# what is an apple vs. dear head ?



## fitzy (Mar 30, 2009)

I dont know what the diff. is. I know some Chis have bulging eyes, small snout and small and rounder head. Is that an apple ? can you show me the diff. with a pic? I just got a new baby, named harley, can you look at the pic. in pictures? According to what I think, he is a dear head, as he doesnt have the bulging eyes, etc.... Am I right ?


----------



## N*T*M*4U (Nov 10, 2008)

you can check this link for pictures and detail...
http://www.dogsindepth.com/toy_dog_breeds/chihuahua.html


----------



## Harley Ridin Chopper (Nov 8, 2007)

Correct apple heads are round with the shorters nose. Deer type heads have a longer nose and less stop. Little Harley is more deer head looking in the pictures. 

Here is Chopper, he is an apple head. 
Here he is at 8 weeks for comparison to your pup








and a more recent picture (he is now 2 years old).


----------



## fitzy (Mar 30, 2009)

Thank you !!!! Now I understand


----------



## Harley Ridin Chopper (Nov 8, 2007)

Here is a profile shot so you can see the straigh drop in the front of the face to the nose, making an L shape. Deer heads usually have more of a slope. 

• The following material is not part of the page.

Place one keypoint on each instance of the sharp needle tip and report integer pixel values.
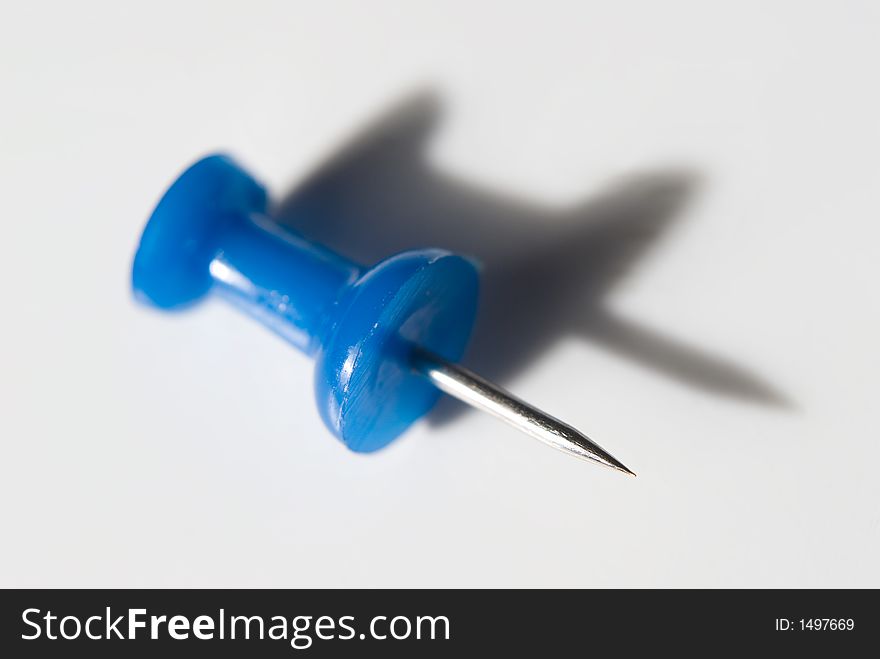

*Your Little Harley is just adorable. *


----------



## fitzy (Mar 30, 2009)

I just love your babies!!!! Thank you so much for your help !!! Chopper could not get any cuter, huh ? LOL


----------



## Harley Ridin Chopper (Nov 8, 2007)

awwww, thanks. Your welcome  Good luck with your new little guy. Keep us loaded with pictures, we love pictures =D


----------



## ~*Jessie*~ (Aug 8, 2007)

Awww, it's baby Chopper  

Apple head chihuahuas have a 90 degree angle from their head to their snout, and deer heads are more sloping. I agree that Harley is a deer head. He's an adorable boy!


----------



## unchienne (Mar 29, 2009)

So is Tilly an apple? I know Boo is a deer. Here's a side pic of her from two weeks ago.


----------



## fitzy (Mar 30, 2009)

she looks like an apple to me


----------